George is gasping and Iph is giggling. Finally, George comes up for air and grabs Iph by the shoulders. “Lothario? Oh my god, woman. Who even says that?”
“If the shoe fits—”
“I’m not wearing shoes.” She sees it now. George does want to kiss her.
“I’m already crying,” Iph says, “about my messed-up family. So it won’t be your fault.”
“It will,” George says.
After a while George gets up and brings them both big glasses of water. It’s late enough that they can drink them on the back steps.
The stars twinkle in a clear sky. It’s going to be hot again tomorrow.
“You said you’re Greek on your dad’s side,” George says. “What else?”
“Are you asking me what I am?”
“Well, when I tried to tell you what reminded me of, you got a little miffed. Which I get because I hate that myself. So yes. I am asking.”
“Greek from my dad, Mexican from my mom. Hot-tempered and anxious from both.”
“I’m Japanese and white on my mom’s side and who-knows-what-because-my-mom-won’t-say on my dad’s.”
Iph downs her water. “How about Scout?”
“Scout,” George says, “is a pound puppy wonder dog.”
At the sound of her name, Scout rallies, whining very quietly to go for a walk.

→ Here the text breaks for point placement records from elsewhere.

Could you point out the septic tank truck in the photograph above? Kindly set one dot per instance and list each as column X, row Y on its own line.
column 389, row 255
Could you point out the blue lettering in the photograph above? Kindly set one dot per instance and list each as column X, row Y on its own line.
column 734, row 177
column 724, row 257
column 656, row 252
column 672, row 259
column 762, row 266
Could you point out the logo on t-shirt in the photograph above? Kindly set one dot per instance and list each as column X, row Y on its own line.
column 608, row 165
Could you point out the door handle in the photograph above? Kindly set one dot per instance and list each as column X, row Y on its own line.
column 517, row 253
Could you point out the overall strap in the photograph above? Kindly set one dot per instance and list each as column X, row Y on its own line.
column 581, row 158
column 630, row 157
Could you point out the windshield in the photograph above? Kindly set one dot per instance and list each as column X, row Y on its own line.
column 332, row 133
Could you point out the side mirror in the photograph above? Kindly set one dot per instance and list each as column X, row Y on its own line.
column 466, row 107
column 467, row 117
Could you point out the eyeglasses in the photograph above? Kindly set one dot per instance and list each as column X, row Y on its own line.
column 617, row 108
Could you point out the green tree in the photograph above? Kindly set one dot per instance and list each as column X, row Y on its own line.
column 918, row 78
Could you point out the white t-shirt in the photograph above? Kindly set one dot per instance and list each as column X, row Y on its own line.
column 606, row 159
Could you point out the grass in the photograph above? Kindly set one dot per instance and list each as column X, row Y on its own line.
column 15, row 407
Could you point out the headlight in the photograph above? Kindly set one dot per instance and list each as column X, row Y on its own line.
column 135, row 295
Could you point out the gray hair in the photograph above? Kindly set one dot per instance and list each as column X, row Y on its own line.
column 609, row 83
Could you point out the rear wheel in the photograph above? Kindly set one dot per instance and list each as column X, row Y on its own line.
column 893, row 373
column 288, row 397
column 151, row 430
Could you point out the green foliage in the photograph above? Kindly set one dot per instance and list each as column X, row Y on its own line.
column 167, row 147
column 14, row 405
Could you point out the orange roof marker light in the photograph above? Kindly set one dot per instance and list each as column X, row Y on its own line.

“Not now, little beast,” George says. “Now it’s time to sleep.”
17
The Boy
Shouted Back
Orr is awake at dawn, starving. The girls’ kitchen is the filthiest space he has ever seen. The weak light through grease-spattered windows turns the dish-piled whitish Formica counters the color of urine. The refrigerator is Chernobyl. An old model from a former era with the bins inside missing. In their place are desiccated carrots, an empty plastic tub labeled mika, and several cans of beer. On the top shelf are two boxes of Chinese takeout smeared radioactive red, a jar of honey mustard, a jar of cocktail olives, and a carton of milk screaming go to hell to the entire world with its sour-death smell.